Inflation and balance sheet reduction message in Fed minutes

Minutes of the Fed's meeting showed that officials were concerned about inflation and that some members were ready to tighten monetary policy if inflation risks increased. Messages were also given in the minutes regarding the speed of balance sheet reduction.

The minutes of the Fed's April 30-May 1 meeting have been published. The minutes signaled that Fed officials did not have enough confidence to cut interest rates.

In order to reduce the risk of turbulence that may arise from balance sheet reduction, the Fed announced on May 1 that it would reduce the balance sheet reduction amount from 60 billion dollars to 25 billion dollars per month, starting from June.

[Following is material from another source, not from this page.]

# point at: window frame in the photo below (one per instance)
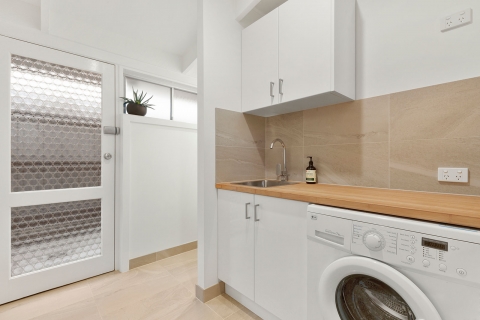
(157, 81)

While the minutes show that almost all officials support the balance sheet reduction process, a few officials stated that they may support the balance sheet reduction amount to remain at previous levels.

Referring to the recent rise in inflation, the minutes said, "Participants observed that although inflation slowed down last year, the Committee had difficulty in advancing to the 2 percent target in the last few months. "Gaining greater confidence about inflation will take longer than expected."

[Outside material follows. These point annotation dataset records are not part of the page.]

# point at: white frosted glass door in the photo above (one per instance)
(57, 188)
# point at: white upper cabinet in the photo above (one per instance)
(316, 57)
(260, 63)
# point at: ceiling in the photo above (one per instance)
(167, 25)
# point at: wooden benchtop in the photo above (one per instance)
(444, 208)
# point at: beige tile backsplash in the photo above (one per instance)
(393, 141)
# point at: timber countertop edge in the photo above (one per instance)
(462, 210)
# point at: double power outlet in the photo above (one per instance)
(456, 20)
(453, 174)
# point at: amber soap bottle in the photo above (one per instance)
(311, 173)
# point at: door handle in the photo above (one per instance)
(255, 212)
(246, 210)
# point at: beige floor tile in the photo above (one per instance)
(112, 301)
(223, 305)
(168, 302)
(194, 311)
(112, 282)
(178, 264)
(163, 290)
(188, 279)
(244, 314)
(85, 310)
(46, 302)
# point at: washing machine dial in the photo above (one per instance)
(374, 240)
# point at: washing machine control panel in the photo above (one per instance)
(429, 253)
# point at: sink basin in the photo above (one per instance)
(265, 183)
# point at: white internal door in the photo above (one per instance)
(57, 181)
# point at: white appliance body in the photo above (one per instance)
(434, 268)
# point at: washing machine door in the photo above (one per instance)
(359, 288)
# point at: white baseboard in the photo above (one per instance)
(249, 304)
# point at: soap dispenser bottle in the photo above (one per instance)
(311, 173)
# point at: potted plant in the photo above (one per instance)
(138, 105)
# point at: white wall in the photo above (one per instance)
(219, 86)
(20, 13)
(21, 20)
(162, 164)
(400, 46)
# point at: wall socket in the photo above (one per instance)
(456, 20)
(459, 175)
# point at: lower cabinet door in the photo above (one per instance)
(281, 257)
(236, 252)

It was stated in the minutes that some officials pointed out geopolitical events or other factors that lead to more serious supply bottlenecks or higher transportation costs, and that this situation could create upward pressure on prices and negatively affect economic growth.

In the meeting held after the inflation data exceeding the expectations in the last few months in the USA, the Fed left the interest rates unchanged at 5.25-5.5 percent.

In the minutes, some participants stated that an interest rate increase would be appropriate if inflation risks emerged.

Some members also pointed out the risk that financial conditions were too loose.